Des relevés ont recensé 327 espèces végétales, dont 117 espèces ligneuses et 210 espèces herbacées. Bangr-Weogo joue aussi un rôle social dans la capitale. Le site accueille environ 25 000 visiteurs chaque année. Il sert aux activités de loisirs, aux promenades et au sport, mais aussi à la recherche, à la formation et à l’éducation environnementale.
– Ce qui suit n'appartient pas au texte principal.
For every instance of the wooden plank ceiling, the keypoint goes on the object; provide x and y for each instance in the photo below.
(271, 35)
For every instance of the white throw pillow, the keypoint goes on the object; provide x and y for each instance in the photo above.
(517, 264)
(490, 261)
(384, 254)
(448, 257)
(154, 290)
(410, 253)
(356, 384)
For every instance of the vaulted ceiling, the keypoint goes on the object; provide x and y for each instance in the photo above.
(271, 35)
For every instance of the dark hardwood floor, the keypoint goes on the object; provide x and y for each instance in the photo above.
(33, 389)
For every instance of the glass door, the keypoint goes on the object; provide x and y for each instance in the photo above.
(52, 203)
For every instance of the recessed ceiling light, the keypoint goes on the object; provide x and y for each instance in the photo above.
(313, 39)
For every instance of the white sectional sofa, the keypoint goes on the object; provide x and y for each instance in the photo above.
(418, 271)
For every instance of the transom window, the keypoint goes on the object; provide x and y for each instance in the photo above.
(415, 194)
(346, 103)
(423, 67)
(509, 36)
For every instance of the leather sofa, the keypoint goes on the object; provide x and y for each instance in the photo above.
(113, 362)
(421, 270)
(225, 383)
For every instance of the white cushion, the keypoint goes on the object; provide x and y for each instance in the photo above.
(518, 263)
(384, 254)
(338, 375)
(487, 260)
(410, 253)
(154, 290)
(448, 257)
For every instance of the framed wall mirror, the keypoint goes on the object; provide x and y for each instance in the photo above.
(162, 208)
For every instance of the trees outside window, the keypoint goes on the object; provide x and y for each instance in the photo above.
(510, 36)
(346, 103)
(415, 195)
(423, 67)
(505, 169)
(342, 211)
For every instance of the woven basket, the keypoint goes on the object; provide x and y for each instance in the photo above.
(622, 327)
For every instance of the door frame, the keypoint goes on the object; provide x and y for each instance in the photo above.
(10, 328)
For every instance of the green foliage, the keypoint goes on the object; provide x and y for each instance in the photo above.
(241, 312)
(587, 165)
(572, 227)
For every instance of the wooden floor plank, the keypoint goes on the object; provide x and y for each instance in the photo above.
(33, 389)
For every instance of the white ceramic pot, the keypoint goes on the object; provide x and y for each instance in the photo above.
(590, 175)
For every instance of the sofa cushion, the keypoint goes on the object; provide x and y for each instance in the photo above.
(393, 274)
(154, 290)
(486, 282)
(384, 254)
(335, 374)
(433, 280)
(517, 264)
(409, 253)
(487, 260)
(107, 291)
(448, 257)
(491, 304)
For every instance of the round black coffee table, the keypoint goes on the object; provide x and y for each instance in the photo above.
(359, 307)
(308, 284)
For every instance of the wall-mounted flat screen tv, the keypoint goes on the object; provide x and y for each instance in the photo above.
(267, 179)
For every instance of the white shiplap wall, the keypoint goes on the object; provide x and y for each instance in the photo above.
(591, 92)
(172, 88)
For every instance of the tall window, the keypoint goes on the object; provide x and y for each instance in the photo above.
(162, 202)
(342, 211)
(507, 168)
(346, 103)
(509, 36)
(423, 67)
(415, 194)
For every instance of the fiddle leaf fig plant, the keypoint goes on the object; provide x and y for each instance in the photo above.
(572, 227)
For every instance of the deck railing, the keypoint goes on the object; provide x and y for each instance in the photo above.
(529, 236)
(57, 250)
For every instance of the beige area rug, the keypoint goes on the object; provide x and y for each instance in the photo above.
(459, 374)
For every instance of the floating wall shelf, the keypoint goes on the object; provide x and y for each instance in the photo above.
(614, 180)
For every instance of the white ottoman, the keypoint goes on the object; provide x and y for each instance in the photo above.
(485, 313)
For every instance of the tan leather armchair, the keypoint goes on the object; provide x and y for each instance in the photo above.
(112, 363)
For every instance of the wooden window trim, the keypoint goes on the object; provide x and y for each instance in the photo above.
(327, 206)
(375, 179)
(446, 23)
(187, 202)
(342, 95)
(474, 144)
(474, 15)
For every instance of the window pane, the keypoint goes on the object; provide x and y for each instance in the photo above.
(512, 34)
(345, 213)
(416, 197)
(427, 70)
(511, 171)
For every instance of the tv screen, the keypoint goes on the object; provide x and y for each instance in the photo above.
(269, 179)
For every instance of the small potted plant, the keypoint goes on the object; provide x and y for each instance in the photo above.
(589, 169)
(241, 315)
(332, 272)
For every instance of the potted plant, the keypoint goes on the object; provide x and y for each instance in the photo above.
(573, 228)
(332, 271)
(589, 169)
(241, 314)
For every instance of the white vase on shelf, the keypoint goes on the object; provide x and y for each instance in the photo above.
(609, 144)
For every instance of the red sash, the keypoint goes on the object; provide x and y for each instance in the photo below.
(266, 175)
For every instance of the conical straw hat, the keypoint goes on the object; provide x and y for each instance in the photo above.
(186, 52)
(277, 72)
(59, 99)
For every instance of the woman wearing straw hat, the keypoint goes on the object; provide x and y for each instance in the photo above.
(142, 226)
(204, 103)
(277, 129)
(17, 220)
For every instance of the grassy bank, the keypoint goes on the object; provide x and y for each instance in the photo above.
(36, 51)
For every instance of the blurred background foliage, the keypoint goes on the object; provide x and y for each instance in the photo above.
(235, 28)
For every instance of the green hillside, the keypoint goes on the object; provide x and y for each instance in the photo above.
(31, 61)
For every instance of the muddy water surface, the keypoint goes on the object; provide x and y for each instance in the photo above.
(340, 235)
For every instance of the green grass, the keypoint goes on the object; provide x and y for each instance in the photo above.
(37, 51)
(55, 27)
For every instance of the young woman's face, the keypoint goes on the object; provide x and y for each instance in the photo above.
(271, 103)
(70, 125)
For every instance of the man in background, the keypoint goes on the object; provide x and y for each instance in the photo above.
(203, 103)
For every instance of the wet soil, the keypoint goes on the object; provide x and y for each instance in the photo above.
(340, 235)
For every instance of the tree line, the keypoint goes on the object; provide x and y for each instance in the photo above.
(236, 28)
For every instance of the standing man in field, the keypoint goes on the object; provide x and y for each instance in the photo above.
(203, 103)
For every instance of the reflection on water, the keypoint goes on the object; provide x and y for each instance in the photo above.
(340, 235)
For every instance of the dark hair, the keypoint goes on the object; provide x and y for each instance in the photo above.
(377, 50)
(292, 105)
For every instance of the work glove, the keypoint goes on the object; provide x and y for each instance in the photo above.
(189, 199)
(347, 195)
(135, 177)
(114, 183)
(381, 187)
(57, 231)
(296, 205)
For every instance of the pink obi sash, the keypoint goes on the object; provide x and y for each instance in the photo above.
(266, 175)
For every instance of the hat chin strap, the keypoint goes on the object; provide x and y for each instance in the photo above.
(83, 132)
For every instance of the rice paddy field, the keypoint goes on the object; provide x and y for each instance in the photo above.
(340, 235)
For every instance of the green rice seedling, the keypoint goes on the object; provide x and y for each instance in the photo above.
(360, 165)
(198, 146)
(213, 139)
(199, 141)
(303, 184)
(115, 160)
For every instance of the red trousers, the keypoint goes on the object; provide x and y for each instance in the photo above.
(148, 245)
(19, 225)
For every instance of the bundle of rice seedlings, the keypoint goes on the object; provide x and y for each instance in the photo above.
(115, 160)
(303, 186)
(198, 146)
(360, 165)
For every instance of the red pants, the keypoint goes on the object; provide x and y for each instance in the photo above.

Un patrimoine naturel soumis à plusieurs pressions

La proximité avec les quartiers urbains expose cependant le parc à différentes contraintes. L’extension de la ville, les déchets solides et liquides ainsi que certaines activités humaines ont affecté le complexe de zones humides au fil des années. La situation de Bangr-Weogo doit également être replacée dans une histoire plus ancienne. La forêt classée des barrages de Ouagadougou avait été créée en 1917 sur une superficie de 90 hectares. Elle avait ensuite été étendue à 265 hectares en 1941. Le parc urbain Bangr-Weogo a finalement été constitué en 2001 sur environ 240 hectares. Ces évolutions illustrent la place occupée par cet espace naturel dans le développement de la capitale.

Une réhabilitation centrée sur l’environnement et les loisirs

Le programme annoncé par les autorités burkinabè doit agir sur plusieurs composantes du parc. La dépollution et la restauration des zones humides doivent permettre d’améliorer l’état écologique du site. Le reboisement vise à renforcer le couvert végétal, tandis que la sécurisation doit améliorer les conditions d’accès et de fréquentation.

Le projet prévoit également de nouveaux aménagements destinés aux loisirs. Les premières infrastructures pourraient être disponibles dès décembre 2026, selon les informations communiquées lors du lancement du programme.

Avec cette opération estimée à 75 milliards de francs CFA, les autorités veulent ainsi restaurer un espace naturel qui cumule des fonctions environnementales, éducatives, scientifiques et récréatives. Pour la capitale burkinabè, la réussite du chantier dépendra désormais de la réalisation effective des travaux annoncés et de la préservation durable du site.